My friends and I shared the best playground in the history of playgrounds. We rode through the clouds and back to earth on the most gigantic slide ever. We swung into the heavens, legs pumping, hearts racing, on swings that would be outlawed today. We dangled by our knees from monkey bars, modestly crossing our arms over our chests so our shirts wouldn’t end up around our necks and we envied the boys who could just strip their shirts right off. We made sandcastle homes for garter snakes and hide-and-seeked in the billowing sails of Mrs. Harvey’s sheets drying on the line and wore dandelion jewelry. We pestered the boys into letting the girls play football with them. We peeked at the college students and imagined ourselves one day being as grown up as they seemed.

It was a sweet place, sweet and safe and kind of like that village that people talk about. That village that is so important in the raising of children. I had friends and cousins close by, and a grandma who lived in town.
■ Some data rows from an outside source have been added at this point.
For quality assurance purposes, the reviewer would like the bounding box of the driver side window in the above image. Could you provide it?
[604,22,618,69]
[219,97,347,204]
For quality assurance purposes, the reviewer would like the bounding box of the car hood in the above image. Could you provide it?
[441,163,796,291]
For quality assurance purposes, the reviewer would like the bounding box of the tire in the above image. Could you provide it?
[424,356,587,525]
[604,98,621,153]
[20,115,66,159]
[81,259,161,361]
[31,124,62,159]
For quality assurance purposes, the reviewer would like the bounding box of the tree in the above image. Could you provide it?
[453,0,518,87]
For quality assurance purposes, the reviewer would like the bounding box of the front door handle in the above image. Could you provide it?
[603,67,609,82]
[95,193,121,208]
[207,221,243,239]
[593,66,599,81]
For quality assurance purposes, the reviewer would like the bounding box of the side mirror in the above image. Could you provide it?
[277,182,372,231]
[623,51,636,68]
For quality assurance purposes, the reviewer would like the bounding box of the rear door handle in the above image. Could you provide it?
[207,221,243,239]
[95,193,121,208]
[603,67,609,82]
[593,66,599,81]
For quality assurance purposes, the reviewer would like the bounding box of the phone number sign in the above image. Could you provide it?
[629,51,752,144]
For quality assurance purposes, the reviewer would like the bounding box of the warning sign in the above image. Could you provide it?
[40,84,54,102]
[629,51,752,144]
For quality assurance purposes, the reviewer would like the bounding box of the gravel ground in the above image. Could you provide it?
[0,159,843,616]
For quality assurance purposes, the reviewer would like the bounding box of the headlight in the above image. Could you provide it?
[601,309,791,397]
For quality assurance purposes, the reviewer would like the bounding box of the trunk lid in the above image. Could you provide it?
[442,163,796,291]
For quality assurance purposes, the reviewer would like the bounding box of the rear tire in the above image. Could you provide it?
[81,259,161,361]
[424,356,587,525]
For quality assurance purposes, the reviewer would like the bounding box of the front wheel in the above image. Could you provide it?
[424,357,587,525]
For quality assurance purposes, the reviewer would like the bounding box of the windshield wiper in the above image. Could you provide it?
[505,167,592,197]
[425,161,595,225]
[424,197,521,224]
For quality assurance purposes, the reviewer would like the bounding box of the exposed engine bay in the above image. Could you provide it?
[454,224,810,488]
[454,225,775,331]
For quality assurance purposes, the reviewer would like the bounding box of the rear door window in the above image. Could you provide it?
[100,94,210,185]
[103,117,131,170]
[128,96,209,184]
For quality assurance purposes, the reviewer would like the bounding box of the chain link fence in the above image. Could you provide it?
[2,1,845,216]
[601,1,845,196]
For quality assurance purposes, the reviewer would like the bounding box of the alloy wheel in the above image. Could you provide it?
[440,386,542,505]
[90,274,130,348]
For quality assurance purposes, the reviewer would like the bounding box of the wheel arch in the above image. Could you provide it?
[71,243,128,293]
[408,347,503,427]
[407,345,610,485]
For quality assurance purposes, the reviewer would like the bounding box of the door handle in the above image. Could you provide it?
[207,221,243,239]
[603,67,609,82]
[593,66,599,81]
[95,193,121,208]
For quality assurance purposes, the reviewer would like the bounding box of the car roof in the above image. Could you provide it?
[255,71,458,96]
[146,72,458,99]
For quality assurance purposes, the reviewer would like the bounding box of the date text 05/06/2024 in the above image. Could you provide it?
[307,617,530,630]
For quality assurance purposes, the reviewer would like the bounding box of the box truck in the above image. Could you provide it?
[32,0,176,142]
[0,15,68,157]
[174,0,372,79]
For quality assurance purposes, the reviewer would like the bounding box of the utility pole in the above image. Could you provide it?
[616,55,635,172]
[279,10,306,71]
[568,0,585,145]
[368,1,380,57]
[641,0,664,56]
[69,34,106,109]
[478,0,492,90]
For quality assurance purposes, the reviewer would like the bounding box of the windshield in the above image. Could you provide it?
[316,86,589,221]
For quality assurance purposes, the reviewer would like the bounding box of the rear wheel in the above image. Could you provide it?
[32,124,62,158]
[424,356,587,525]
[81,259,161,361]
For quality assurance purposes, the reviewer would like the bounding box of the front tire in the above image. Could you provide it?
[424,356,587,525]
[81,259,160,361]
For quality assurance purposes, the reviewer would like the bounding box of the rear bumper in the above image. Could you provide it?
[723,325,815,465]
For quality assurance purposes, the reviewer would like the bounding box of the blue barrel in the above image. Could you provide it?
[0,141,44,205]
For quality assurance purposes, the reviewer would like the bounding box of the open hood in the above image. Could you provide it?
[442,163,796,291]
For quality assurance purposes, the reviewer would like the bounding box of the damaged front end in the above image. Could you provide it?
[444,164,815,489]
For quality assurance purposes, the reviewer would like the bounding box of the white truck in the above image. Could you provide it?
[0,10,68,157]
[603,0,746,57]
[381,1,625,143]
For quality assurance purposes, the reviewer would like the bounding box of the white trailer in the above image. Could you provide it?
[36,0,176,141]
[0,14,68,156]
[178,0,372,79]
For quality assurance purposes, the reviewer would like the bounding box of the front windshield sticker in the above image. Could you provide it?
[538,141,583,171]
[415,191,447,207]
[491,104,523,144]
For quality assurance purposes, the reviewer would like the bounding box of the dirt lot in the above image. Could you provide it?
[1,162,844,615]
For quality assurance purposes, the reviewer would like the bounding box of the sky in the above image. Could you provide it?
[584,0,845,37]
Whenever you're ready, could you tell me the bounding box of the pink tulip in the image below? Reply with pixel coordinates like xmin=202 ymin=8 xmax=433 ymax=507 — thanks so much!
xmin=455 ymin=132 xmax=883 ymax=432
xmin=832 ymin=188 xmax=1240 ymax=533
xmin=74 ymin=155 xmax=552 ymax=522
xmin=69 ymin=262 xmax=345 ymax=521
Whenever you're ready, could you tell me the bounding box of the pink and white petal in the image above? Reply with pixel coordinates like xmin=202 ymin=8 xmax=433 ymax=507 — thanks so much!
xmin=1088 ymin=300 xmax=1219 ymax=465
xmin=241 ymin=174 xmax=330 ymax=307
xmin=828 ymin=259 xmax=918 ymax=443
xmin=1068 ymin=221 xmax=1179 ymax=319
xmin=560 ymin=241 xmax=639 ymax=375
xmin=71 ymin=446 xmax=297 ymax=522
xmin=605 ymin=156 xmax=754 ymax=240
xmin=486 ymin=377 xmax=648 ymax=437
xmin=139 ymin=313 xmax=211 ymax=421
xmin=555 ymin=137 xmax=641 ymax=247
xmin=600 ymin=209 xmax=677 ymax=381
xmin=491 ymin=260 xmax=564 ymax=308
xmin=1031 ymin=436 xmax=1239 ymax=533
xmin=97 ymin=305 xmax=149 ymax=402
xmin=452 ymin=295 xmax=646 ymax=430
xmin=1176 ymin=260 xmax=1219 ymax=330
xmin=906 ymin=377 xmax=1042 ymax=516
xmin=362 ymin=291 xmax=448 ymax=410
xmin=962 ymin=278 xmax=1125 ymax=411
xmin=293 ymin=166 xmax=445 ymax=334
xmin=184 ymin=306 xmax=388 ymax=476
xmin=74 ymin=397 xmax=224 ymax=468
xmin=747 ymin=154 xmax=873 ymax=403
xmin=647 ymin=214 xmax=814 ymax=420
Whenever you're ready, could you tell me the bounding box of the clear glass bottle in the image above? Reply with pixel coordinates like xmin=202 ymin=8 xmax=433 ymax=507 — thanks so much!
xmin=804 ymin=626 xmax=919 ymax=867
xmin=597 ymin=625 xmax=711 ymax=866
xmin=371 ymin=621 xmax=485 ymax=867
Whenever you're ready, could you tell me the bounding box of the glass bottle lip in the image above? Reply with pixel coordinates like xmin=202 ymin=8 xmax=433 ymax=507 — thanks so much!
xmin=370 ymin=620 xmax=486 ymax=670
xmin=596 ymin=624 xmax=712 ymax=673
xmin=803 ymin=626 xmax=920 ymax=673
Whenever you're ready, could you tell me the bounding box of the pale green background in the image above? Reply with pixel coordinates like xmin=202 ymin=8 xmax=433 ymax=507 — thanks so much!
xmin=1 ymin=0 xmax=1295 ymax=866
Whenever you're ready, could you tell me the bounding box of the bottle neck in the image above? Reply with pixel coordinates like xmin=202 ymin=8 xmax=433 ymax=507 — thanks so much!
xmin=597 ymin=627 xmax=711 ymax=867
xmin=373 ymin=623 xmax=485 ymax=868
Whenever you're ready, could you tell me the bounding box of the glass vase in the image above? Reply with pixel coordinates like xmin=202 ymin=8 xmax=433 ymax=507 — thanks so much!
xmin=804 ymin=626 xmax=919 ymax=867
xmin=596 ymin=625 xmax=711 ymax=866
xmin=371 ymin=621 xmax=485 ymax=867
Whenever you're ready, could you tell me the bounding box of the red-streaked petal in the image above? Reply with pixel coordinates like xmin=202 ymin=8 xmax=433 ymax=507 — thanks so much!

I spent the longest, laziest summer afternoons reading about those other girls: Ann out there on her island, and Laura and Mary and their little house, and my favourite tomboy, Trixie Beldon. I learned What Katy Did Next, and I slept over at friends’ houses, and day after blissful day we recklessly sunburned ourselves at the swimming pool in town.

And I grew up.

Then we left and the world got a little bigger and when I came back in grade 11, I was a different person and the campus seemed different, too. It was home but … not. And the teachers, who had been neighbours, were … not. The familiar clothes I had worn before had been outgrown. And I watched the kids on the playground, and the slide seemed a little smaller and the swings were just swings, and the dandelions, well, they were weeds of course.

Because I was growing up.

I left again and I traveled some and went to school and did some things wrong and some things right. I became a wife and a mother, and then I came back.

I was older and the school had moved away. My old house and the school building and the student’s centre and the swings and the slide were all gone. There were remnants, though, to which I could point. The old art room had been converted into the old art teacher’s home. The Peterson’s were still there, and Miss T with them. If I tried hard and kind of squinted my eyes, I could still remember it all, but just barely.

This time I lived in town with the husband and the babies, and the church building, that place I had come to three times a week as a child and again as a young woman, became the home of my family. The children sat in my old Sunday School classrooms. Mr. Willett still led the songs and the preacher spoke from the same place, and even though many had gone, some remained. My best friend from the days of swings and slides was there, and Arbutus still prepared the communion trays each Sunday. So some things were the same, and some were different.

And this is the lesson I’ve learned, I guess. That a place is really just a place, and things change and people change. The moments pass and the children who yesterday were babies are tomorrow, parents of their own. Time does march on, and they do grow up in a blink of an eye, and you really can’t stop progress. The clichés, they hold some truth. But what I’m trying to say, I suppose, is that it is what goes on in the midst of the marching and the blinking and the progressing that matters.

Thank you, people of Western Christian College, for all of the years of trying to do what matters. And while the end of this era holds sadness, it does not hold hopelessness. Because  no matter where you are, the other end is always The Other End. And the journey is the story.